A Observabilidade Tradicional não mede o ROI do seu agente de IA

Resumo, Tese Central, Principais Insights e Recomendações Estratégicas Resumo A maioria das iniciativas corporativas de IA Generativa atinge um teto de maturidade ao restringir sua observabilidade ao nível atômico da mensagem. Monitorar se a Inteligência Artificial respondeu rápido, sem alucinações em uma execução isolada e sem estourar o orçamento de tokens cria uma falsa sensação […]

ago 11 , 2026

Gestão

Resumo, Tese Central, Principais Insights e Recomendações Estratégicas

Resumo

A maioria das iniciativas corporativas de IA Generativa atinge um teto de maturidade ao restringir sua observabilidade ao nível atômico da mensagem. Monitorar se a Inteligência Artificial respondeu rápido, sem alucinações em uma execução isolada e sem estourar o orçamento de tokens cria uma falsa sensação de controle. O usuário pode vivenciar uma série de interações tecnicamente perfeitas e, ainda assim, abandonar o canal sem que o seu problema real tenha sido resolvido.

Tese Central: A maturidade de um ecossistema de IA Conversacional não reside na acurácia técnica de respostas isoladas, mas no desfecho definitivo da sessão. Arquitetos de soluções que focam apenas em Trace (telemetria de infraestrutura) ou Eval Atômico (qualidade da mensagem) precisam dar mais um passo para influenciarem diretamente o P&L da companhia. A verdadeira governança exige a implementação do Session Eval em uma arquitetura de Control Plane desacoplada, medindo implacavelmente a Taxa de Conclusão de Tarefas (Task Completion Rate).

Principais Insights:

  • – O Paradoxo da Sessão Perfeita: Uma sessão pode acumular dez Traces (mensagens trocadas com o usuário) tecnicamente perfeitos, sem erros e com baixa latência, e ainda representar uma falha de negócio se o usuário for conduzido a um loop repetitivo.
  • – A Insuficiência do Eval Atômico: Ferramentas de mercado validam a sintaxe, a ausência de alucinação e até a qualidade da resposta de cada prompt, mas ignoram a máquina de estados do negócio.

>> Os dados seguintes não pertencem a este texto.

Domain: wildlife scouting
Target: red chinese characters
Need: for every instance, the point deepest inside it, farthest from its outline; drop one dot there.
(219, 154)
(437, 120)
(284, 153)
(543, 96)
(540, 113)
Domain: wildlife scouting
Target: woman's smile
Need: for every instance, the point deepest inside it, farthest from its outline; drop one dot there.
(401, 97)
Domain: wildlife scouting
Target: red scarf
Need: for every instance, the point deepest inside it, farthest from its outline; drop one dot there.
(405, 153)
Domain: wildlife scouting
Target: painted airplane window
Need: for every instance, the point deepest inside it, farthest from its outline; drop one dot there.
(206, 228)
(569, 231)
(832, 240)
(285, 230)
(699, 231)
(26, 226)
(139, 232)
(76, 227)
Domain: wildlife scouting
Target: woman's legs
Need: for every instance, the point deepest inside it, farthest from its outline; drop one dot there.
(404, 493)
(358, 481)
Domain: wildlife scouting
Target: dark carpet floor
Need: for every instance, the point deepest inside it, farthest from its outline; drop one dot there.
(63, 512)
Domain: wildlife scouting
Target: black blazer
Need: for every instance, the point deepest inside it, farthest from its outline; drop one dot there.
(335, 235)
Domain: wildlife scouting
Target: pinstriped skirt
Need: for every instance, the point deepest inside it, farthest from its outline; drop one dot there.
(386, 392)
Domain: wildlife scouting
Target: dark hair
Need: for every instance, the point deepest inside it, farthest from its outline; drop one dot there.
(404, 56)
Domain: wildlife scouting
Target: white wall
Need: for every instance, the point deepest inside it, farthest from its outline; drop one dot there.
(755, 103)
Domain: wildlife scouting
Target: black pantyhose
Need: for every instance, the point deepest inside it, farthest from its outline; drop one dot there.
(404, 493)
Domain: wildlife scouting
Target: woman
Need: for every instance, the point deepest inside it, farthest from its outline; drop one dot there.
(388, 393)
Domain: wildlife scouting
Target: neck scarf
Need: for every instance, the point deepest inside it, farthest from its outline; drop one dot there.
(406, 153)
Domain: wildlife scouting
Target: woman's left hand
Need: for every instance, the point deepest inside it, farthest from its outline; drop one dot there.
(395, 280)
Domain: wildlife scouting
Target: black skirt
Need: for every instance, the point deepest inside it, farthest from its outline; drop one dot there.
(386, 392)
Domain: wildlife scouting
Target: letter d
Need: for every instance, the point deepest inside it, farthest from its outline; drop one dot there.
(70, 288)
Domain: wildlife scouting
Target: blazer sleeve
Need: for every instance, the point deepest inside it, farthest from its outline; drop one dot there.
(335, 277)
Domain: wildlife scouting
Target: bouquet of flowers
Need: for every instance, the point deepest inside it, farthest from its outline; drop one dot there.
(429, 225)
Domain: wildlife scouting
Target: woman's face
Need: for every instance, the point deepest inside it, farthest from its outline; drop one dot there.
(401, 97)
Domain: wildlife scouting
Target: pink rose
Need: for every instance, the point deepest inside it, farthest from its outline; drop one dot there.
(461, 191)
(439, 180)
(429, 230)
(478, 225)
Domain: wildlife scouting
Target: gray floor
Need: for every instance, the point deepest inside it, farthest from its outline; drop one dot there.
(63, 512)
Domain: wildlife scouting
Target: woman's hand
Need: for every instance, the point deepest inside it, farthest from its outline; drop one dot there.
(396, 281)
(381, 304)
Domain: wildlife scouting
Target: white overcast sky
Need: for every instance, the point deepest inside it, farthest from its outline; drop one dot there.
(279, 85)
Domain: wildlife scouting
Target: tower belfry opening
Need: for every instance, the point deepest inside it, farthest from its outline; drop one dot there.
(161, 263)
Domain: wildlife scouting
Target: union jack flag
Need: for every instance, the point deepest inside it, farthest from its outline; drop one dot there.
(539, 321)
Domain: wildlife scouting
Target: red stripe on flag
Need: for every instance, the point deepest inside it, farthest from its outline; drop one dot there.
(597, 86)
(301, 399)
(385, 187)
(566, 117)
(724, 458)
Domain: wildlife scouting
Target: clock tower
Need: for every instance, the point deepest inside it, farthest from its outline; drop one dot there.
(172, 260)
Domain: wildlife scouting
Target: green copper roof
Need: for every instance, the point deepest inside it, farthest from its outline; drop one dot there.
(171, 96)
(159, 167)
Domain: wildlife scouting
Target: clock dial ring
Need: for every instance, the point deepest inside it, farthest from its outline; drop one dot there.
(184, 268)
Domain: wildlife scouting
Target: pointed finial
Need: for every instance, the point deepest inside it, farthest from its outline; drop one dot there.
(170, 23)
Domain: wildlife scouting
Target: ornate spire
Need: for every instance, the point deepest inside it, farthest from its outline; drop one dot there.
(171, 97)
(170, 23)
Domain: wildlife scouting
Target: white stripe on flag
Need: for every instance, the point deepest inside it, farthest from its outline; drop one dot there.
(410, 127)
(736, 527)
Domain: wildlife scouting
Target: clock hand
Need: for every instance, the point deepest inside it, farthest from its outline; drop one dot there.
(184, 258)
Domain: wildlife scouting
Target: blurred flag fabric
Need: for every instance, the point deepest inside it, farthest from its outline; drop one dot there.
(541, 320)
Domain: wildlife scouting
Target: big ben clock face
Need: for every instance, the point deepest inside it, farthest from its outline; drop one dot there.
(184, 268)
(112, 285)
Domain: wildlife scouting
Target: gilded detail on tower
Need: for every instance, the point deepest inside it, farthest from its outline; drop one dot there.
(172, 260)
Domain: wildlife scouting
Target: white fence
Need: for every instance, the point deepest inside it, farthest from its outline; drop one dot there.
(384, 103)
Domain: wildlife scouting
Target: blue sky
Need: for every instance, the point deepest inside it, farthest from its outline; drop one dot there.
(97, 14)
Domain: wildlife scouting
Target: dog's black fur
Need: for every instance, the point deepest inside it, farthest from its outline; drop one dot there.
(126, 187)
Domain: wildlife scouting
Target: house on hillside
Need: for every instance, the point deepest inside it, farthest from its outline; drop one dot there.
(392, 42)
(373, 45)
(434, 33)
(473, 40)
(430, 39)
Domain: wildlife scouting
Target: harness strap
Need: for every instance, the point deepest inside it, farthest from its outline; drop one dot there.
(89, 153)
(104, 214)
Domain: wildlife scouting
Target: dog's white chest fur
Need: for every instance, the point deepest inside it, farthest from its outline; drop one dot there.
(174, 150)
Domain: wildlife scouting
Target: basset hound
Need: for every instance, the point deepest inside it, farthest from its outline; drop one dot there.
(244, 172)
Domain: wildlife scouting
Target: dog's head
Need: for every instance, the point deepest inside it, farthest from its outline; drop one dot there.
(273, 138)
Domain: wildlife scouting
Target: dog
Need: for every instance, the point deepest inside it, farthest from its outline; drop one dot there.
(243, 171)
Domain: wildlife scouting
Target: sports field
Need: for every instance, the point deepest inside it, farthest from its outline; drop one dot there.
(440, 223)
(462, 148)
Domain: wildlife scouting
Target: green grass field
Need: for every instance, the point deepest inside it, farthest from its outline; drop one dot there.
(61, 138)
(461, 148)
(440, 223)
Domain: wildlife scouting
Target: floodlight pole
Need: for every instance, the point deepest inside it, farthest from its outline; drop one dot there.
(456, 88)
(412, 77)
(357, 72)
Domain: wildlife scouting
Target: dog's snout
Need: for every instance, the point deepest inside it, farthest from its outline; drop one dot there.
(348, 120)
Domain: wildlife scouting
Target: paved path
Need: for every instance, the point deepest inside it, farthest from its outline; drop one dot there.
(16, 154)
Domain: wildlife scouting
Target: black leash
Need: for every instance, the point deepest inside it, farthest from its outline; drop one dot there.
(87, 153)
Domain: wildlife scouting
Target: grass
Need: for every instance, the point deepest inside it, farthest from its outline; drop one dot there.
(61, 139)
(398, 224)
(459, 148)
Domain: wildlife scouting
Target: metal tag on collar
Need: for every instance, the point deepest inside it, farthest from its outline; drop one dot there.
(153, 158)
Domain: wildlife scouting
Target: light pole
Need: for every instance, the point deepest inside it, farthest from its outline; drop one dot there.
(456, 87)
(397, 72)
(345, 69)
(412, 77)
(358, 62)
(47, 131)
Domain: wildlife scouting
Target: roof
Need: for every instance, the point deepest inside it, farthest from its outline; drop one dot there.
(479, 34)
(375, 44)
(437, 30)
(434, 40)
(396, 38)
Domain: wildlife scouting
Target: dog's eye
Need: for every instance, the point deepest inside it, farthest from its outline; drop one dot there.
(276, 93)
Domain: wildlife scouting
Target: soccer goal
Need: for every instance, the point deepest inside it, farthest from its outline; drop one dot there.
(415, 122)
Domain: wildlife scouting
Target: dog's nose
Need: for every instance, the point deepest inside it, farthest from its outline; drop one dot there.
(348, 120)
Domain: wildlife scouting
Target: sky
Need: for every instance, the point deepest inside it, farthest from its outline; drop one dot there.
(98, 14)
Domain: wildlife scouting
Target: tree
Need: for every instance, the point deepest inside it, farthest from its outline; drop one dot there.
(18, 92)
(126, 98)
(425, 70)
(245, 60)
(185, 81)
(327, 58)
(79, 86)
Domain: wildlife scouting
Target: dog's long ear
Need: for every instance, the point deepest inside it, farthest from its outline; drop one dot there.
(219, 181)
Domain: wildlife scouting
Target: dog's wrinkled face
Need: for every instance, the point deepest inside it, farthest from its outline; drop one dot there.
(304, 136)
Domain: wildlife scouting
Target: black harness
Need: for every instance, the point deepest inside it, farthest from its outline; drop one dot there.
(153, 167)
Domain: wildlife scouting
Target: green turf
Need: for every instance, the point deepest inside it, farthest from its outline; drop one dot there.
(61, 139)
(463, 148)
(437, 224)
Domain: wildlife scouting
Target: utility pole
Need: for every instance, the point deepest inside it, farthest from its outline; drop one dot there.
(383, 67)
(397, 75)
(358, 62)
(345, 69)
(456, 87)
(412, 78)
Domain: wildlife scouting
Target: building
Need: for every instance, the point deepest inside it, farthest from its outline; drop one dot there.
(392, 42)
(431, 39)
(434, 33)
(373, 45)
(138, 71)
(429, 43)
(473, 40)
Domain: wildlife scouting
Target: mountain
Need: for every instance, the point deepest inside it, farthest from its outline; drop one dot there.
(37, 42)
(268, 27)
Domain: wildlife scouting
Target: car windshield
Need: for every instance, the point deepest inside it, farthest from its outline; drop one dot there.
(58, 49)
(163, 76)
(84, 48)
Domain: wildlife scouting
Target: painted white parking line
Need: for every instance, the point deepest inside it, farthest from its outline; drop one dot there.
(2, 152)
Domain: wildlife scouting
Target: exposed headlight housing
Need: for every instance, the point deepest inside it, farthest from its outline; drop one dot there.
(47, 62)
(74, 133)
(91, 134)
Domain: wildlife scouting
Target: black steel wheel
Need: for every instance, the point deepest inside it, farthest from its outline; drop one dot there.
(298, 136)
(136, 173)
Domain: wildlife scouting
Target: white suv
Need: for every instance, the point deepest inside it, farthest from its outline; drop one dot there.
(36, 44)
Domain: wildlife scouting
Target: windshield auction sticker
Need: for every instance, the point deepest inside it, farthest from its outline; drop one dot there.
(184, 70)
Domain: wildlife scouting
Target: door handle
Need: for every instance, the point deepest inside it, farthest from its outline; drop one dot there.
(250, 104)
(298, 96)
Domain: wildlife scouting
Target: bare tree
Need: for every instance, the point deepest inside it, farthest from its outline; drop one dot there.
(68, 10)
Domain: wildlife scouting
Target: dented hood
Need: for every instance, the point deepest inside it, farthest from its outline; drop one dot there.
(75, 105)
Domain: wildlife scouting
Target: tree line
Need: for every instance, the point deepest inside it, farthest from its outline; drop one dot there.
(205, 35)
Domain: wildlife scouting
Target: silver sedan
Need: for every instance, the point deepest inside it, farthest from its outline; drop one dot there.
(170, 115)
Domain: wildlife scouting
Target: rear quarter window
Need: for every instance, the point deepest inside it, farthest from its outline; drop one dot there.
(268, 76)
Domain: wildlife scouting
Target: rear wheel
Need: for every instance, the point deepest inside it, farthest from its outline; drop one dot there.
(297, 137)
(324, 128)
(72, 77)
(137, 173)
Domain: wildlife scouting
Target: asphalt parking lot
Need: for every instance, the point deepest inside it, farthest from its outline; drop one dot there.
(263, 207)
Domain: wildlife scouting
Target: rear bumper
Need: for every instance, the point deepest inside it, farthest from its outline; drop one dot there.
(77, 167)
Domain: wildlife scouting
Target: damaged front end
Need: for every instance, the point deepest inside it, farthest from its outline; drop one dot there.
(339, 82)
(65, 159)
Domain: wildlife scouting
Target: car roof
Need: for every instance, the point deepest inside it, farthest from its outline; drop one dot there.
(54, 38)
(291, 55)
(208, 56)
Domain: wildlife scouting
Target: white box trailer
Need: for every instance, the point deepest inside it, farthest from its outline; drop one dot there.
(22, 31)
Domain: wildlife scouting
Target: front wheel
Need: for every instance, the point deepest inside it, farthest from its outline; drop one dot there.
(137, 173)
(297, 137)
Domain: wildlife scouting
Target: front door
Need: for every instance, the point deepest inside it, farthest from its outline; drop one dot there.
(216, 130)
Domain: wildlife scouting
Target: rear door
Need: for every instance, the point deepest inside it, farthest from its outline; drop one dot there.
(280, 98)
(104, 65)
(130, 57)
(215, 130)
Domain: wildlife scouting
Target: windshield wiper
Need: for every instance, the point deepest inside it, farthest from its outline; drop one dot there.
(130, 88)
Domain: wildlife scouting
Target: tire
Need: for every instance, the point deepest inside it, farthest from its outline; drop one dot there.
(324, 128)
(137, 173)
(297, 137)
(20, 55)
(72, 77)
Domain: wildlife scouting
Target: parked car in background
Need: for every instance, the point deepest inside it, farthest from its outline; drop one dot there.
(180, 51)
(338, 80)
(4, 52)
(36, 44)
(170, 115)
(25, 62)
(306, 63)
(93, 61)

O agente pode ser extremamente educado e aderente ao tom, e responder corretamente ao que foi instruído a fazer mas falhar em conduzir o cliente à conclusão da jornada.
  • – A Escalabilidade da Auditoria: Depender de pesquisas de satisfação (CSAT) gera amostragem baixa e enviesada; o mercado corporativo exige o padrão LLM-as-a-Judge para auditar milhares de sessões de forma assíncrona e qualitativa.

Recomendações Estratégicas (Executivas):

  • – Evoluir Indicadores de Negócio: Complemente métricas operacionais (tempo de resposta, erro HTTP e qualidade de respostas) com indicadores de P&L, focando na Task Completion Rate.
  • – Desacoplar a Arquitetura (Control Plane): Separe a inteligência (prompts, regras de negócio e avaliação) do código de execução (runtimes e orquestradores).
  • – Investir em Roteamento Estratégico: Adote o Sticky Routing (Roteamento Fixo de Sessão) para garantir que a mesma estratégia de atendimento seja mantida do início ao fim da jornada, permitindo testes A/B reais.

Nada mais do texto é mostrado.